O guepardo (Acinonyx jubatus) é um grande felino em perigo de extinção, com uma população fragmentada de aproximadamente 7.100 indivíduos na natureza. Desapareceram de cerca de 91% da sua área de distribuição histórica, sobrevivendo principalmente em parques nacionais vedados em África e numa pequena população de guepardos asiáticos no Irão. A espécie é classificada como vulnerável e diminuiu, em média, 37% ao longo de 15 anos devido à perda de habitat e ao conflito com os seres humanos.

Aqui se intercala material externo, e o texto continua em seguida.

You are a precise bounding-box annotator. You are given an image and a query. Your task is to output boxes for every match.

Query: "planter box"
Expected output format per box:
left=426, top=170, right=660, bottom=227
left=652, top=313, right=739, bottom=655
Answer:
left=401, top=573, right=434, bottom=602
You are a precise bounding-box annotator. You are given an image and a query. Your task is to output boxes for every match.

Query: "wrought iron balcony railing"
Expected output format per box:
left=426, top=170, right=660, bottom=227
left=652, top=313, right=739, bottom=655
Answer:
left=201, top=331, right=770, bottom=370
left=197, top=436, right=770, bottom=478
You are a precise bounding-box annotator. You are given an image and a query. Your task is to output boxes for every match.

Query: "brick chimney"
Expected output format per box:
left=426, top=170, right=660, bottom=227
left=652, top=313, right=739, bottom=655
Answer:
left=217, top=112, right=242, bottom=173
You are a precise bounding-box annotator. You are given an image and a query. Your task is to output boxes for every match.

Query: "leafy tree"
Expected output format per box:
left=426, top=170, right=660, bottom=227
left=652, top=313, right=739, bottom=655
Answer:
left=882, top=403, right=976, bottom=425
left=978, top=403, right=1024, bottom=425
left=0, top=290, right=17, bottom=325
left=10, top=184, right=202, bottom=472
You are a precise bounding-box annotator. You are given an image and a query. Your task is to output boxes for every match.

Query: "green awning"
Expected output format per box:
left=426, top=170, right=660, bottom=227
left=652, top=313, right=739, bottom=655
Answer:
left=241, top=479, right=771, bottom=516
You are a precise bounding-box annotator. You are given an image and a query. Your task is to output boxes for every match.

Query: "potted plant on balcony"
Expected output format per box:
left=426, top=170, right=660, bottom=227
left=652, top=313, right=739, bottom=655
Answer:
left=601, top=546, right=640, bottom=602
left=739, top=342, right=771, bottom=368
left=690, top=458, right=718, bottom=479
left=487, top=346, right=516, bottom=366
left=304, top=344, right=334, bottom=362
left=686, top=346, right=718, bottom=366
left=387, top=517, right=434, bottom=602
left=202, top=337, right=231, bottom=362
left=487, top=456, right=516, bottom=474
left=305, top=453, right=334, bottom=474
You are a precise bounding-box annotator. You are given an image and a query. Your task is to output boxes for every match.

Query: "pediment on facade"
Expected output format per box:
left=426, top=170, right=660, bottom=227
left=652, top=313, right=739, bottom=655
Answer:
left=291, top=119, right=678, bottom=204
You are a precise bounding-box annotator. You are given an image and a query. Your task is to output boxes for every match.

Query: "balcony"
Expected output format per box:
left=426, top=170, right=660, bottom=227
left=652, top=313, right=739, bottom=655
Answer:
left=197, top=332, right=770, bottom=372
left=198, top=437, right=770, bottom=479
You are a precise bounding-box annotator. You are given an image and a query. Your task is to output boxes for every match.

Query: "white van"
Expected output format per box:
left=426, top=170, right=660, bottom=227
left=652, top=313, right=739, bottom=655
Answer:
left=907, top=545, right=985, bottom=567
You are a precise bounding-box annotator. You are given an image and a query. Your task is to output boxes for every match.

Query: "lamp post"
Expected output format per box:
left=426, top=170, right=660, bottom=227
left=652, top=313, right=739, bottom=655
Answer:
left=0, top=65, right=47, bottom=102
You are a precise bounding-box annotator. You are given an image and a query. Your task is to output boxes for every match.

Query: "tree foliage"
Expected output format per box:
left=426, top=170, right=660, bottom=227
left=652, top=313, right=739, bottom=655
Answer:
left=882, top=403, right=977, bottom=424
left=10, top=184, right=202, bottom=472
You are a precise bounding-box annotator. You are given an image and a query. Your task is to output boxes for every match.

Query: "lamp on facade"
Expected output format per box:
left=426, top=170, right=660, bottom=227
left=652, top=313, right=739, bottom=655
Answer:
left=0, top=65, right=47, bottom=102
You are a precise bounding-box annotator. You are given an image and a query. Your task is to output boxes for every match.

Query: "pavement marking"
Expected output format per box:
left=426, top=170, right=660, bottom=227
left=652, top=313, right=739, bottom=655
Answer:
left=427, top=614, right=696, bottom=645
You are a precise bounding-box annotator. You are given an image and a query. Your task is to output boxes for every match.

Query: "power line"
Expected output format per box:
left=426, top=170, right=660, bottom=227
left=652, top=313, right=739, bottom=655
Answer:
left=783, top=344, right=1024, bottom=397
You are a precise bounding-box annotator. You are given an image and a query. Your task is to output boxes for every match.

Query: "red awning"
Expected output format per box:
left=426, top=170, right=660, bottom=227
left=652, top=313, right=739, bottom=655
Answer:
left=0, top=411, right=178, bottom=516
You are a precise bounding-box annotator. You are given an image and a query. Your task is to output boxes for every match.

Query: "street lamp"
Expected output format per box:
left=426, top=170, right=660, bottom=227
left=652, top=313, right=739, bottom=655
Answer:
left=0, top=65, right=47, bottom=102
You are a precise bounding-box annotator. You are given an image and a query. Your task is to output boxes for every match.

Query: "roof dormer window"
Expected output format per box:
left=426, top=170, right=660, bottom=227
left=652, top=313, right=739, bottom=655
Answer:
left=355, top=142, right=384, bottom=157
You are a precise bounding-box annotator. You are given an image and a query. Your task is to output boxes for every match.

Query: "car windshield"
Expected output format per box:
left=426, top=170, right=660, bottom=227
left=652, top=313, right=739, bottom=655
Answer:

Em março de 2025, o conservacionista de guepardos Vincent van der Merwe faleceu. Fundou a Iniciativa Metapopulação de Guepardos para evitar o colapso genético da consanguinidade. O seu trabalho envolveu a captura e o transporte de guepardos entre reservas para garantir a variação genética. Graças aos seus esforços, a África do Sul tornou-se o único país onde o número de guepardos selvagens estava a aumentar.
Em 1952, os guepardos foram extintos na Índia. O Projeto Cheetah foi lançado para restabelecer a população selvagem, importando 12 guepardos da África do Sul e 8 da Namíbia em 2023. No entanto, o projeto enfrentou críticas internacionais, uma vez que nove dos 20 guepardos adultos e nove crias morreram devido a complicações de saúde.
Os conservacionistas sul-africanos descreveram as mortes de guepardos na Índia como injustificáveis, levantando preocupações sobre os métodos e resultados do projeto.